The overall aim of this thesis was to increase our understanding and knowledge of patients’ experiences of living with multiple sclerosis (MS). A mixed-method design was used, including both qualitative and quantitative methods. Thirty-one immunologically treated MS patients were randomly selected and matched with patients without immunological treatment. Matching criteria were gender, impairment, time since diagnosis and age. One patient dropped out and therefore the final sample consisted of 61 patients. All 61 were interviewed (Studies I, III and IV) and completed the 36-item Short Form health survey questionnaire (SF-36), the Subjective estimation of Quality of Life questionnaire (SQoL), the Self-reported Impairment Check-list (SIC) (Study II) and the Montgomery–Asberg Depression Rating Scale questionnaire (MADRS) (Study III). The interviews were subjected to content analysis.

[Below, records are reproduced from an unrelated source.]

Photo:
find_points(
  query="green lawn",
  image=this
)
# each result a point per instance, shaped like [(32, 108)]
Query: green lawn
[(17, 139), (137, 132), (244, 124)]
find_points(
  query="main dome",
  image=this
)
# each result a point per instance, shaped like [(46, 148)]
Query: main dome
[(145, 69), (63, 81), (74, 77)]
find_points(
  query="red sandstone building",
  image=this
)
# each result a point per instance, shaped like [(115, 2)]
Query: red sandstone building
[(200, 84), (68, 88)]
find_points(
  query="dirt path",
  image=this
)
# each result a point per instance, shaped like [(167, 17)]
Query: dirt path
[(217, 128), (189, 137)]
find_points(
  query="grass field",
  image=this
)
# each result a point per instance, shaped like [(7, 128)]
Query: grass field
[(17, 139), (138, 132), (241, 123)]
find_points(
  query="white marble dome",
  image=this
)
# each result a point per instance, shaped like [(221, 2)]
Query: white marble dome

Initial symptoms and being diagnosed with MS were described in terms of becoming vulnerable and remaining in that vulnerability long after the diagnosis. Eventually the patients were able to manage this emotional distress and acquired strength in their illness situation (Study I). In the matched analysis, 29 pairs of patients were included after internal drop-out. There were no statistically significant differences between the treatment and control groups. Concerning the total group of 61 patients, the self-reported impairment check-list showed that they had various problems of impairment, most evident in balance and walking. The score on health-related quality of life (SF-36) was reduced, disclosing a negative influence on vitality, physical role and function. However, subjective quality of life (SQoL) was not reduced, showing that the patients estimated their well-being to be quite unaffected (Study II). Thirty-eight of the 61 patients (62%) experienced chronic sorrow (Study III). The group were not depressed in general, only four having mild symptoms of depression, revealing that chronic sorrow is a particular form of emotional distress in MS. Chronic sorrow was experienced in terms of loss of hope, loss of control over the body and loss of integrity and dignity. When the patients could not adequately manage their sorrow and lacked support, they were struggling with their vulnerability. In the successful management of MS, losses and emotional distress are managed in such a way as to enhance personal growth, appreciation and trust in life. The theoretical model of chronic sorrow facilitated the sorting of the empirical data and the linking of these data to theory, showing the usefulness of the model (Study IV).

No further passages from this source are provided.